As Judges of the Land and Environment Court and others have long noted, public participation is central to proper and effective environmental assessment and sound environmental outcomes. In short, it is well-established that public participation has two fundamental benefits:

  • it ensures the “buy-in” of local communities.
  • it promotes better decision-making, with local communities best placed to provide accurate information on the proposal.

The need for such community involvement was closely tied to the passage of the Environmental Planning and Assessment Act 1979 and the advent of the Land and Environment Court. In fact, community involvement has long been institutionally recognised through the community involvement objects of the planning laws (section 5 of the Act) and institutionalisation of the public interest in court decisions (section 39(4) of the Land and Environmental Court Act 1979). Over this time, there has not been a flood of community-based litigation, but rather what has been described as a “trickle”.

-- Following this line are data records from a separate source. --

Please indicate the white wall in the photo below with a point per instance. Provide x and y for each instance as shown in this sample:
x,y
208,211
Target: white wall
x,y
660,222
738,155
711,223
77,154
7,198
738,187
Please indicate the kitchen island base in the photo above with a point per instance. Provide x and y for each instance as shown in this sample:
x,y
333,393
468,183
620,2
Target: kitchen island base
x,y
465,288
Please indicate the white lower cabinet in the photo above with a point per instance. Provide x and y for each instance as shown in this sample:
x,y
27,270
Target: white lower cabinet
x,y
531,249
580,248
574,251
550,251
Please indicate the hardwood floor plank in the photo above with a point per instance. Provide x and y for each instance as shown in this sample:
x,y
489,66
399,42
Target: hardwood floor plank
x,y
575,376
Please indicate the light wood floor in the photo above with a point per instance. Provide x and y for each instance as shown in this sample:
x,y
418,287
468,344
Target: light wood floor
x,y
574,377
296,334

The proposed laws wind back community rights to a type not seen in NSW since before 1979. The Bill sets up a regime for major infrastructure developments or any development of State or Regional significance to be dealt with as either Critical Infrastructure Projects or Major Development Projects.

Critical Infrastructure Projects

Essentially, the new provisions (Part 3A) take away opportunities for community involvement for critical infrastructure projects and potentially other major developments with regard to the ability:

(a) to be involved pre-approval;
(b) to challenge an approval on legal grounds,
(c) to enforce the approval (such as breaches of pollution licences),
(d) to seek stop work orders, interim protection orders and notices regarding cultural heritage, threatened species and pollution, and
(e) to appeal on the merits.

In particular, these provisions seek to abolish the long-standing right of any person to take legal proceedings where environmental laws are not being followed, and oust the ability of the Land and Environment Court to entertain challenge to an approval and enforce the approval (such as breaches of pollution licences). Furthermore, the proposed legislation allows the Minister to approve critical infrastructure development even where local plans prohibit this.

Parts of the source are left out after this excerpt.